C casting from uint32_t* to void *

Question

I have a question about pointer casting for C.

if I have a function with this signature:

uint8_t input_getc(void)

which reads user input from STDIN.

Then I have a pointer

void* buffer

that I store return values from input_getc() in. What would be the proper way to cast this?

//read user input
for(i = 0; i < SIZE; ++i)
{
    uint8_t temp = input_getc();

    //copy to void* buffer
    *(uint8_t *)(buffer + i) = temp //WAY #1
    *(buffer + i) = (void *)temp;   //WAY #2
}

Are both of these the same?

Thanks

Answer 1

As it is right now, neither of those methods will compile. Since buffer is a void* you can't do arithmetic on it since it has an unknown size.

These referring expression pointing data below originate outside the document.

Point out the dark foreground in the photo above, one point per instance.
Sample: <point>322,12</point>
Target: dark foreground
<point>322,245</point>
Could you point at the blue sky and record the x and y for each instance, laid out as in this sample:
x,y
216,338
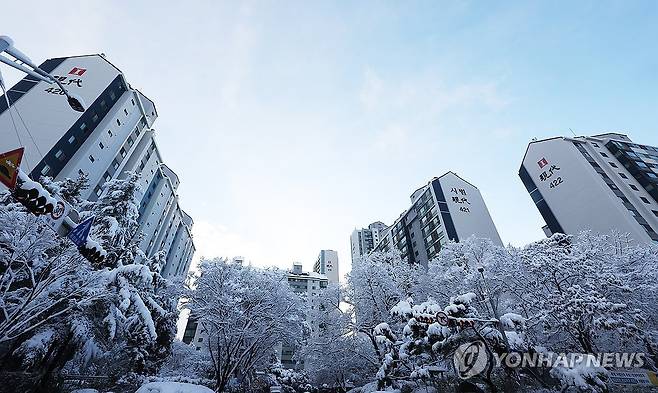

It's not entirely clear exactly where you are trying to store it. If you're just trying to store the uint8_t into the memory location pointed by buffer with offset i, then it can be done like this:

((uint8_t*)buffer)[i] = temp;

EDIT :

Okay, apparently arithmetic on void* is allowed in C, but not in C++. However, doing so it still considered unsafe behavior.

See this question: Pointer arithmetic for void pointer in C

Answer 2

One way to do this is:

*(((uint8_t*)buffer)+i) = temp;